The settings remained the same from the previous OS to the upgraded OS, as anticipated. However, there were some subtle differences in the way the upgraded version of the operating system handled the settings and this inadvertently capped the number of available connections from our load balancer fleet to a lower value.

As a result, we are now keenly aware of the many settings that have to be configured and reconfigured. The load balancer fleet is now more robust and we have additional tests in place to verify the settings are correct.
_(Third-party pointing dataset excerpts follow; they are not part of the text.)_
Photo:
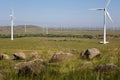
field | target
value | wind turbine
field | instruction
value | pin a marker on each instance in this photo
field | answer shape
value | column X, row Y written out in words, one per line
column 12, row 22
column 25, row 27
column 106, row 13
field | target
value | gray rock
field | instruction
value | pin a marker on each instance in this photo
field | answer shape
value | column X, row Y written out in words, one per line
column 105, row 68
column 86, row 64
column 33, row 55
column 58, row 57
column 31, row 68
column 19, row 56
column 90, row 53
column 4, row 56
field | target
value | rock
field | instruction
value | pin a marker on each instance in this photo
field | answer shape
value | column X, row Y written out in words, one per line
column 58, row 57
column 86, row 64
column 20, row 65
column 19, row 56
column 33, row 55
column 106, row 68
column 4, row 56
column 90, row 53
column 31, row 68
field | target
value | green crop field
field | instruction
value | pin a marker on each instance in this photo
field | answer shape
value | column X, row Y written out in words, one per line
column 67, row 70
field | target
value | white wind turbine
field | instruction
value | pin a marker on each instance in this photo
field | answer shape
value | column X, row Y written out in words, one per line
column 106, row 13
column 12, row 22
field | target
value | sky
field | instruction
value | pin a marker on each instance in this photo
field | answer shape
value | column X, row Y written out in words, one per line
column 55, row 13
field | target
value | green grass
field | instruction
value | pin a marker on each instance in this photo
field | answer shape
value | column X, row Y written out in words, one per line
column 67, row 70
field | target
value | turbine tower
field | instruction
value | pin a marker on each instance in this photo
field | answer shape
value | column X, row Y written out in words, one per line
column 12, row 22
column 25, row 27
column 106, row 13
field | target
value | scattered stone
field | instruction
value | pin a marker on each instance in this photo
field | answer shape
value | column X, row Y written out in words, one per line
column 31, row 68
column 90, row 53
column 106, row 68
column 86, row 64
column 4, row 56
column 58, row 57
column 19, row 56
column 33, row 55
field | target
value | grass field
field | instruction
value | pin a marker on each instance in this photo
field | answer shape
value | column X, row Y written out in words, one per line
column 67, row 70
column 47, row 46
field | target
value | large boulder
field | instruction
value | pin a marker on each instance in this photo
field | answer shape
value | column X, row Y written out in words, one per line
column 2, row 75
column 31, row 68
column 86, row 64
column 19, row 56
column 90, row 53
column 4, row 56
column 33, row 55
column 105, row 68
column 58, row 57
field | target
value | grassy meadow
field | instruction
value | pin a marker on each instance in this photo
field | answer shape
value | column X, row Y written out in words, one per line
column 66, row 70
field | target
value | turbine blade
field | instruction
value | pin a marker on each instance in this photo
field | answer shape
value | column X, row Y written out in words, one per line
column 108, row 14
column 97, row 9
column 108, row 3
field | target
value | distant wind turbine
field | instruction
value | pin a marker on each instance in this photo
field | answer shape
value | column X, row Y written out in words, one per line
column 106, row 13
column 12, row 22
column 25, row 27
column 46, row 30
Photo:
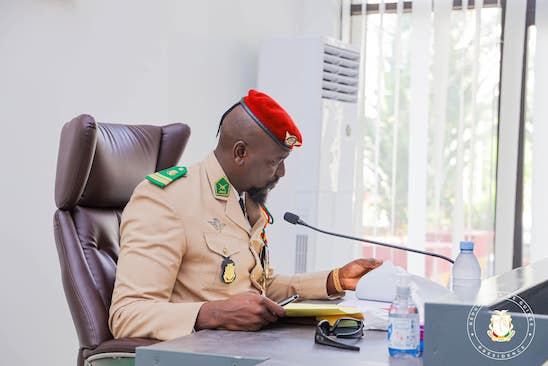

Posted 6 months ago. Dec 17, 2018 - 21:17 UTC

Resolved
We have identified the root cause of the increased latency and we will be publishing more information soon on the incident.
Posted 6 months ago. Dec 12, 2018 - 23:31 UTC
Update
We are still actively monitoring the situation and working through available metrics and logs to fully uncover the root cause behind this incident.
Posted 6 months ago. Dec 12, 2018 - 18:58 UTC
Update
We are continuing to watch all available metrics to better understand the root cause of the latency spike.
Posted 6 months ago. Dec 12, 2018 - 16:34 UTC
Monitoring
Despite all of our internal metrics showing very low utilization of our system, we have brought significant additional capacity online and this has brought all external latency metrics to normal levels. We are now investigating what is happening in order to better understand the root cause.
Posted 6 months ago. Dec 12, 2018 - 15:50 UTC
Investigating
We are seeing increased latency across our load balancing fleet.
Posted 6 months ago. Dec 12, 2018 - 15:20 UTC
This incident affected: Account Management Portal, US Extract API (us-east, us-central, us-west), US Autocomplete API (us-east, us-central, us-west), US ZIP Code API (us-east, us-central, us-west), International Street API (us-east, us-central, us-west), and US Street Address API (us-east, us-central, us-west).